Polres Magelang Bongkar Praktik Aborsi yang Menewaskan Janda
Sabtu, 29 Oktober 2016 - 02:26 WIB

Polres Magelang Bongkar Praktik Aborsi yang Menewaskan Janda
A
A
A
MAGELANG - Polres Magelang berhasil membongkar praktik aborsi yang menewaskan seorang janda. Diduga, praktik aborsi itu melibatkan bidan, perawat, dan pacar korban yang telah memiliki tiga anak.
Informasi diperoleh menyebutkan, kejadian aborsi berlangsung bulan Februari lalu, atas permintaan korban berinisial Ri yang diduga malu karena berstatus janda mengandung usia tiga bulan. Ketika itu, korban yang merupakan warga Desa Sukorejo, Tegalrejo, Kabupaten Magelang, menelepon pacarnya, BU (43) dan memberitahukan akan menggugurkan kandungannya. BU melarang dan menyanggupi untuk bertanggung jawab atas kehamilan janda itu meski dia telah memiliki istri dan tiga anak.

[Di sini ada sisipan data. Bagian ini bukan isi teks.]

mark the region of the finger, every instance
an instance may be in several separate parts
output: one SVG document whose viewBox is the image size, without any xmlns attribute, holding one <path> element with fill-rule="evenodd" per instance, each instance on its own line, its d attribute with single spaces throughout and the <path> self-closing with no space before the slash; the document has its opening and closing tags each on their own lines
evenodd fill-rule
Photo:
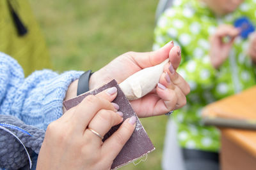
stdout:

Kasat Reskrim Polres Magelang AKP Rendy Wicaksana didampingi Kanit PPA Aiptu Isti Wulandari mengatakan, korban ngotot agar aborsi berlangsung dan akhirnya dilangsungkan pada 27 Februari 2016. Proses aborsi tersebut bisa berlangsung setelah korban meminta tolong bantuan seorang pedagang, BT (53), agar mencarikan orang yang bisa melakukan aborsi.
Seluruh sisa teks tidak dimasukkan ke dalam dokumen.